Mauricio Macri, de centro-direita, venceu as eleições presidenciais na Argentina em novembro do ano passado, pondo um fim à era kirchnerista (2003-2015).

Outros reveses se seguiram. Na Venezuela, a oposição obteve maioria parlamentar de três quintos nas eleições legislativas de dezembro.
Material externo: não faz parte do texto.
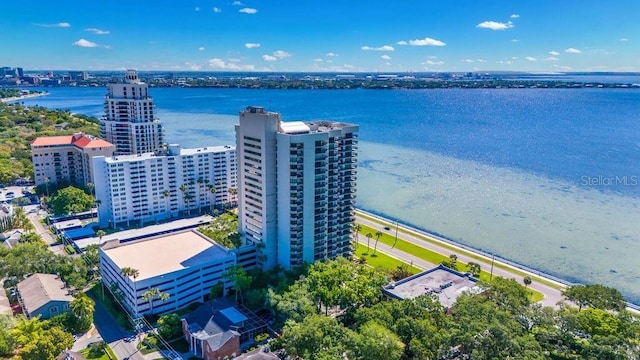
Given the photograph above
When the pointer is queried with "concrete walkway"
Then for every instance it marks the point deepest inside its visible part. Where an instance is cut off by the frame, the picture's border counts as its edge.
(551, 295)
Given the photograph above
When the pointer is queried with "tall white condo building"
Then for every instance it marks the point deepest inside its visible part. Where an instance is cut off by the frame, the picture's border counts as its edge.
(129, 121)
(296, 187)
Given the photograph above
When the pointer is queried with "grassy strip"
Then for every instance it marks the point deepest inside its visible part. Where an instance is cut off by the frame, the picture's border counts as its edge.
(425, 254)
(459, 251)
(381, 260)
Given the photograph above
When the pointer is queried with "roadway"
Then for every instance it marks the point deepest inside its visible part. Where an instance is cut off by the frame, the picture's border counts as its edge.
(551, 295)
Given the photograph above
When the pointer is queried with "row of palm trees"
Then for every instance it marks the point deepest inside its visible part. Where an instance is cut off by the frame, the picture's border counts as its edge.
(358, 228)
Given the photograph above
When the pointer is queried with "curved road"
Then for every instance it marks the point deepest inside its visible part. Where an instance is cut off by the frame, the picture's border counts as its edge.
(551, 295)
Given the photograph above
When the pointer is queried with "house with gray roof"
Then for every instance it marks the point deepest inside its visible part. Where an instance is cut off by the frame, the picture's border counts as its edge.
(220, 329)
(43, 295)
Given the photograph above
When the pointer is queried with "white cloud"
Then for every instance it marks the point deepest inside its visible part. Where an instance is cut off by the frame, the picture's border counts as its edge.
(61, 24)
(248, 10)
(281, 54)
(494, 25)
(98, 31)
(84, 43)
(381, 48)
(217, 63)
(426, 42)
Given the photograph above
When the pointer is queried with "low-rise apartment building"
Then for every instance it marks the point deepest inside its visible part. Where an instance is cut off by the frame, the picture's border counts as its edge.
(67, 158)
(150, 187)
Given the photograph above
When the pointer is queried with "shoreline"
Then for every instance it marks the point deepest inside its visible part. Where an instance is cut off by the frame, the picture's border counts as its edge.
(22, 97)
(506, 264)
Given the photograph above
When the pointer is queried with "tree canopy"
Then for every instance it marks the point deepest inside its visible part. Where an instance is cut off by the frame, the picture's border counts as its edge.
(70, 200)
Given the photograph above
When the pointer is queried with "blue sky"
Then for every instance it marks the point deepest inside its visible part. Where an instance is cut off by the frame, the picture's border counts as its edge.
(330, 35)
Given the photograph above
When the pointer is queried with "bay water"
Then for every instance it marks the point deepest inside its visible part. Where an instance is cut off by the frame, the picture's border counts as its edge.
(548, 178)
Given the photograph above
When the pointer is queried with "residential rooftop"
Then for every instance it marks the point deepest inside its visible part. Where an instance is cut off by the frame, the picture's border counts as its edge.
(446, 284)
(79, 140)
(39, 289)
(174, 150)
(165, 254)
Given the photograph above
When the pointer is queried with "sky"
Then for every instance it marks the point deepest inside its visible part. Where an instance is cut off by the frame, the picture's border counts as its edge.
(314, 36)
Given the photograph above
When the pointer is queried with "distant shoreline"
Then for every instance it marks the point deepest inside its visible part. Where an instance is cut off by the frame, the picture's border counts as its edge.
(22, 97)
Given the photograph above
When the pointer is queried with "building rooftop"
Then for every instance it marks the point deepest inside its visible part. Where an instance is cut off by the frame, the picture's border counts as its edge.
(165, 254)
(80, 140)
(39, 289)
(444, 283)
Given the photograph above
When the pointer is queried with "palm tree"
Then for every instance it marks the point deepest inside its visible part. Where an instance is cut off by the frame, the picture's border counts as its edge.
(100, 233)
(166, 193)
(82, 307)
(46, 185)
(134, 273)
(149, 295)
(375, 246)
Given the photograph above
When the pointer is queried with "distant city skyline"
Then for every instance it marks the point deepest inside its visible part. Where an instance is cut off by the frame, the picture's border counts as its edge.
(331, 36)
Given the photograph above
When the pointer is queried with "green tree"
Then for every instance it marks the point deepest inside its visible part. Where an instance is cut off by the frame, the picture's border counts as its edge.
(318, 337)
(169, 326)
(82, 308)
(595, 296)
(70, 200)
(375, 246)
(240, 279)
(149, 296)
(376, 341)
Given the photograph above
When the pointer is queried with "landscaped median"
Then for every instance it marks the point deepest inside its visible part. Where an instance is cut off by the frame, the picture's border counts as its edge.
(454, 250)
(433, 257)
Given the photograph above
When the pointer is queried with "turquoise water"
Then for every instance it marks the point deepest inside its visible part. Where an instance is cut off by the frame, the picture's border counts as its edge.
(547, 178)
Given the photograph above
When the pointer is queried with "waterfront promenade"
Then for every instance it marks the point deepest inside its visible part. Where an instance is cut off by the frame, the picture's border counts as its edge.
(550, 288)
Rico em petróleo, o país está à beira do colapso econômico, com Nicolás Maduro, o sucessor de Chávez, brigando contra um referendo revogatório que quer tirá-lo do poder.

Na Bolívia, o líder cocaleiro indígena Evo Morales perdeu uma consulta em fevereiro sobre a possibilidade de se candidatar a um quarto mandato na Presidência, enquanto no Equador, o economista de esquerda Rafael Correa flertou com a ideia de um terceiro mandato, mas desistiu diante da queda nas pesquisas.

Muitos destes governos deram ênfase à redistribuição, mas faltou-lhes fomentar a criação de riqueza e o investimento.

Além disso, uma série de escândalos de corrupção alimentaram o mal-estar na população.

Até mesmo a moderada chilena Michelle Bachelet viu sua imagem desabar nas pesquisas depois que seu filho foi flagrado em um escândalo.

Rosa demais?

A saída do poder do PT de Lula e Dilma muda definitivamente os ventos na região.

Dilma Rousseff é acusada de autorizar gastos sem o aval do Congresso e adiar pagamentos aos bancos públicos para melhorar as contas e continuar financiando programas sociais no ano de sua reeleição e no começo de 2015.

Mas a rigor, é considerada culpada pela pior recessão brasileira em 80 anos e pelo escândalo de corrupção bilionário na Petrobras.

Lula, que poderia voltar ao cenário político em 2018, enfrenta agora acusações de corrupção no caso do Petrolão e corre o risco de ver da prisão as eleições presidenciais.

Alguns de seus seguidores consideram que o Partido dos Trabalhadores (PT) ficou muito rosa, coligando-se a partidos que só queriam acesso aos fundos públicos para benefício próprio.

O PT "lentamente foi isolando suas bases, interrompeu a formação de novos líderes, aliando-se a partidos de centro e direita para garantir a 'governabilidade' e teve importantes personalidades envolvidas na corrupção para cobrir os altos custos das campanhas eleitorais", explicou à AFP José Oscar Beozzo, um teólogo de esquerda.

A nova direita

Se a chegada ao século XXI foi um novo começo para a esquerda após um século XX que a condenou à marginalização com golpes de Estado, invasões e governos militares, frequentemente com o apoio dos Estados Unidos, a região pode estar vivendo agora o surgimento de uma nova direita.

Apesar do reiterado argumento de Dilma de que o impeachment não passa de "um golpe", a região trilhou um longo caminho desde a Guerra Fria, quando os golpes de Estado eram literais.

O surgimento de uma direita latino-americana mais pragmática, comprometida com a democracia e uma agenda social é algo novo, disse John Coatsworth, reitor da Universidade Columbia, em Nova York, e especialista em história latino-americana.

"Por mais de dois séculos, a direita latino-americana era profundamente desconfiada das instituições democráticas e conspirava sempre que lhe era conveniente para socavá-las ou derrubá-las", destacou.

A boa notícia para a esquerda, acrescentou, é que a direita nunca provou ser melhor na gestão das crises econômicas.

E lembrou: "os partidos de centro-direita e de direita que estão se beneficiando do colapso da esquerda em toda a América Latina sofreram eles mesmos um colapso similar há uma década".